Les savoirs ce sont donc « les disciplines », « les enseignements disciplinaires », sans aucun doute les disciplines déjà là, héritées du siècle dernier, qui monopolisent l’essentiel du temps scolaire. La formule gagnante c’est bien « une classe, une discipline, un professeur », soit la forme la plus traditionnelle de notre enseignement. A aucun moment en effet, n’est mise en question la manière dont les savoirs disciplinaires, que l’on choisit d’enseigner à tous, ou que l’on n’enseigne pas (comme le droit ou la médecine, par exemple), ou seulement à certains (comme la philosophie), par leur sélection, leur organisation, leurs choix, jouent un rôle discriminant majeur dans l’accès de tou.te.s les futur.e.s citoyennes et citoyens à la culture de notre temps. Il est dommage de ne pas ouvrir le débat sur les savoirs et leurs mises en œuvre pédagogique et didactique capables de susciter l’intérêt et l’engagement des élèves à court et à long terme comme sur les organisations disciplinaires et interdisciplinaires des enseignements. Pourtant la réflexion sur le sujet est publique et le CICUR a inerpellé les candidat.e.s à ce sujet au début du mois[4].

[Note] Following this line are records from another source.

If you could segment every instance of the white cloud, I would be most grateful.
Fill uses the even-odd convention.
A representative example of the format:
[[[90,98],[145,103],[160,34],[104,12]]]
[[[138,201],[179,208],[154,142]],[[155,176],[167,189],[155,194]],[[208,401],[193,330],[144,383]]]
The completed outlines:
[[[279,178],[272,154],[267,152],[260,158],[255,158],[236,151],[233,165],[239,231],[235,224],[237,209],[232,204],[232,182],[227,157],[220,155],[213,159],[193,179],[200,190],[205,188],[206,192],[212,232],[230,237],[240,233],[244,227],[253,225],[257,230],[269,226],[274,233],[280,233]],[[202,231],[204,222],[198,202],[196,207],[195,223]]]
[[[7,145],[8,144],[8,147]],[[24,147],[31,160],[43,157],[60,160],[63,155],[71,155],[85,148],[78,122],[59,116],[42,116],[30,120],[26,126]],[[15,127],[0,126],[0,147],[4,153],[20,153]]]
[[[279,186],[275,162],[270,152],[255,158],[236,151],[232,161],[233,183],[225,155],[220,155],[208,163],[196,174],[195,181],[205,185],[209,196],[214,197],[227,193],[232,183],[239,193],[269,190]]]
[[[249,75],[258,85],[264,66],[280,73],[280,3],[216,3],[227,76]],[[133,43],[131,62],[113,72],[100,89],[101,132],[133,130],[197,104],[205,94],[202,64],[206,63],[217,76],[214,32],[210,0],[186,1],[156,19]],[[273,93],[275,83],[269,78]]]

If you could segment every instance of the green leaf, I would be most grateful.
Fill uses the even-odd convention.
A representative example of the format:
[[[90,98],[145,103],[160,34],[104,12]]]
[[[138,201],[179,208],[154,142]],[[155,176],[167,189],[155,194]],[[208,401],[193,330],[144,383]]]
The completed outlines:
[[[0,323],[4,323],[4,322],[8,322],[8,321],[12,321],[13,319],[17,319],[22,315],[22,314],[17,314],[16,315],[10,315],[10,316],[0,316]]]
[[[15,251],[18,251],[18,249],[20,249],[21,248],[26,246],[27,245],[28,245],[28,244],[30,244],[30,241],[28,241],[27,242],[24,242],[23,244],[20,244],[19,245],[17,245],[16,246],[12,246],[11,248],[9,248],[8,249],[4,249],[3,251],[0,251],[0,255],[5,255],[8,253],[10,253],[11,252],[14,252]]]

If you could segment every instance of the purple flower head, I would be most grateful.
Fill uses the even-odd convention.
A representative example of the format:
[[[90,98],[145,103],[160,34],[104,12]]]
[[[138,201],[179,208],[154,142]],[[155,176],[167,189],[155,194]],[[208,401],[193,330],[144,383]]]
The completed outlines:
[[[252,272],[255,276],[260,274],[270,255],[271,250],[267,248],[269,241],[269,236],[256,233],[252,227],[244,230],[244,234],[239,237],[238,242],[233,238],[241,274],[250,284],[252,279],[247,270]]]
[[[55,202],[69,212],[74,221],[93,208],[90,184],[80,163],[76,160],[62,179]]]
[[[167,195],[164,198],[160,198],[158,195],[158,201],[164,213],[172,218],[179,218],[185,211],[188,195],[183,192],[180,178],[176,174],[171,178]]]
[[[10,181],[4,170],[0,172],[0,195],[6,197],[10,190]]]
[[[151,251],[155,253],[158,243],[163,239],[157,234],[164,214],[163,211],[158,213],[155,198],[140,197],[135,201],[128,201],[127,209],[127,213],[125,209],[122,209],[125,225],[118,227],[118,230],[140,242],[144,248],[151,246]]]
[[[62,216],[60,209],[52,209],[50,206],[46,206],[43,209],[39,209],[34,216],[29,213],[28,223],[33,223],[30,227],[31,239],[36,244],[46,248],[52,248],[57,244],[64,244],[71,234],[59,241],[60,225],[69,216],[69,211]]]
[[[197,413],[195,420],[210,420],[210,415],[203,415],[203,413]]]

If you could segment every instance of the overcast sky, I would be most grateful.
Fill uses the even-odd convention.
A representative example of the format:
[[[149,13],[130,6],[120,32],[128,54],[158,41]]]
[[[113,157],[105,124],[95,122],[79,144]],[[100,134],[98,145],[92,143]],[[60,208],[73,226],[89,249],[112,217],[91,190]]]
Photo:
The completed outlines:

Ces propositions s’inscrivent de fait dans une vision idéalisée de l’École sanctuaire détenteur d’une culture scolaire indifférente aux défis d'un monde de plus en plus complexe, à l’exception notable des enjeux écologiques et de lutte contre le sexisme et les discriminations. On pourrait presque être tenté de paraphraser Paul Valéry : « pour les savoirs enseignés à l’Ecole, nous entrons dans l’avenir en commun à reculons ».